We can start by defining a generic interface for any market data provider. For now let's assume we have only a synchronous model, and no actual asynchronous or event-based providers. Obviously if we wanted to properly plug in a real-time provider such as the Bloomberg tick event subscription, we would need to extend this further. We define a GetSecurityFieldValues() function to do the synchronous lookup, and for the purposes of our smart proxy functionality, we define a CanGetFieldForSecurityType() function.

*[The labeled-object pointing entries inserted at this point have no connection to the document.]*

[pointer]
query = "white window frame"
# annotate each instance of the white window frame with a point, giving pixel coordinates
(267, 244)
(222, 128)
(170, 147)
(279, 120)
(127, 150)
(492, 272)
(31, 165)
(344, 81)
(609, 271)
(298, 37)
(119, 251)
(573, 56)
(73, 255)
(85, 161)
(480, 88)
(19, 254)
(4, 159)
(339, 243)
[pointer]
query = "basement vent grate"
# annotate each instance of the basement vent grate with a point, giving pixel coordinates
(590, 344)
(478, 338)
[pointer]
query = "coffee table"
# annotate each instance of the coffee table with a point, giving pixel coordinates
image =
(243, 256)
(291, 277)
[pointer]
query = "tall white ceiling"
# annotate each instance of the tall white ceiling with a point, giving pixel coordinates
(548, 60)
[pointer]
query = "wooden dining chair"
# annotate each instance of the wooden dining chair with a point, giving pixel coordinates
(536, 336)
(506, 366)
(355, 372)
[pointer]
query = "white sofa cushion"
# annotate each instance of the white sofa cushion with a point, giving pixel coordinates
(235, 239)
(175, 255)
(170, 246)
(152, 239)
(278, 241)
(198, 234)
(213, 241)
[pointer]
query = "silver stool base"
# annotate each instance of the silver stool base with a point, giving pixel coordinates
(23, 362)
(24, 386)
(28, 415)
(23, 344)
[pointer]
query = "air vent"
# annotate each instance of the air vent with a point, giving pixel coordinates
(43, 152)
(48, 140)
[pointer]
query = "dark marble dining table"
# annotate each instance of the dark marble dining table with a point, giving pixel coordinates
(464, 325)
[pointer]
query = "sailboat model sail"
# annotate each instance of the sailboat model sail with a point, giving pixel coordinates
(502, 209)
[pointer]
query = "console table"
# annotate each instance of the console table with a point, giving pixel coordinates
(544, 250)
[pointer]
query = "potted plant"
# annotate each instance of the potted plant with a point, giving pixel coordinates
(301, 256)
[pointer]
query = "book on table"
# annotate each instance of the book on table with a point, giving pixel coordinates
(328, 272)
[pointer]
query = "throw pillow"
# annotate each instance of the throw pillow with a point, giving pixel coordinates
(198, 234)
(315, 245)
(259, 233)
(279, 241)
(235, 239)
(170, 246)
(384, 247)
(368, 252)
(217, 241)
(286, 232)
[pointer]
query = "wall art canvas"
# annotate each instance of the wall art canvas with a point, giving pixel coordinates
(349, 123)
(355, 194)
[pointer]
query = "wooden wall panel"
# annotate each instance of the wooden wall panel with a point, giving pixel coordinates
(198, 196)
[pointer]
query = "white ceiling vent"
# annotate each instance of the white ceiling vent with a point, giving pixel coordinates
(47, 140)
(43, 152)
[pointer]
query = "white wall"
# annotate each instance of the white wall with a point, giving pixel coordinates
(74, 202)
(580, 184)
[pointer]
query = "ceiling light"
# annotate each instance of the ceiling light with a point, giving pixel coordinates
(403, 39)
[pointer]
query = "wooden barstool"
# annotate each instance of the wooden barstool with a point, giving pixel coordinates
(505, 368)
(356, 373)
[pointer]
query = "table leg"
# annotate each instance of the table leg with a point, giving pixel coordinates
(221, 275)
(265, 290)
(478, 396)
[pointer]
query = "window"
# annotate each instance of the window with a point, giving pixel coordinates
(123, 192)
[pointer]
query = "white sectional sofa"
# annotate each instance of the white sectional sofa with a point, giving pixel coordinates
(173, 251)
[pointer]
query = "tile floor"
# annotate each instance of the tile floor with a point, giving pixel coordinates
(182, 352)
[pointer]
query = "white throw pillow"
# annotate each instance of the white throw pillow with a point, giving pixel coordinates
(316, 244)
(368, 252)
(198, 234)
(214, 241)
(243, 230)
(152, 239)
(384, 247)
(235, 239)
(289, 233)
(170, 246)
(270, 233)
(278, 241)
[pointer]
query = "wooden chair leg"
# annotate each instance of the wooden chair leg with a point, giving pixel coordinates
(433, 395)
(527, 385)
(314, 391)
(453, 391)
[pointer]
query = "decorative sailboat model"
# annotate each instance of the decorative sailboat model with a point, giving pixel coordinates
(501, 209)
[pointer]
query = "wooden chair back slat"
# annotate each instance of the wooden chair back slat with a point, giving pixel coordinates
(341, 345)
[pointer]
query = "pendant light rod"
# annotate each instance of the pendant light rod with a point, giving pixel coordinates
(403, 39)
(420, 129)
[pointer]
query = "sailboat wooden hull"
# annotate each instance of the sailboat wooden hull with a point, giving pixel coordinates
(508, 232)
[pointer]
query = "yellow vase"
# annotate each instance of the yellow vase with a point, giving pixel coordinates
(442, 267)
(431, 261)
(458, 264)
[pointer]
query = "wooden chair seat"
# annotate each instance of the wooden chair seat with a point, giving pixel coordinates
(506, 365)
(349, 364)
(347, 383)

public interface IMarketDataProvider
{
bool CanGetFieldForSecurityType(SecurityType type, string field);

decimal?[] GetSecurityFieldValues(Security security, string[] fields);
}


Then we define a simple proxy provider implementation:

public class MarketDataProxyProvider : IMarketDataProvider
{
private readonly IMarketDataProvider[] _providers;

public MarketDataProxyProvider(IMarketDataProvider[] providers)
{
_providers = providers;
}

public bool CanGetFieldForSecurityType(SecurityType type, string field)
{
return _providers.Any(provider => provider.CanGetFieldForSecurityType(type, field));
}

public decimal?[] GetSecurityFieldValues(Security security, string[] fields)
{
decimal?[] returnValues = new decimal?[fields.Length];
bool[] fieldsCovered = new bool[fields.Length];
foreach (IMarketDataProvider provider in _providers)
{
List fieldsToRetrieve = new List();
List fieldIndexes = new List();
for (int f = 0; f < fields.Length; f++)
{
if ((!fieldsCovered[f]) && provider.CanGetFieldForSecurityType(security.Type, fields[f]))
{
fieldsToRetrieve.Add(fields[f]);
fieldIndexes.Add(f);
fieldsCovered[f] = true;
}
}
if (fieldIndexes.Count > 0)
{
decimal?[] values = provider.GetSecurityFieldValues(security, fieldsToRetrieve.ToArray());
for (int f = 0; f < values.Length; f++)
returnValues[fieldIndexes[f]] = values[f];
}
if (fieldsCovered.All(fc => fc))
break;
}
return returnValues;
}
}


This is just a starting point, but it should give us the basic functionality to proxy for several providers. Some further work could be done to make this class dynamically configurable, and also possibly automatically adaptable to remember and re-prioritize providers based on prior performance.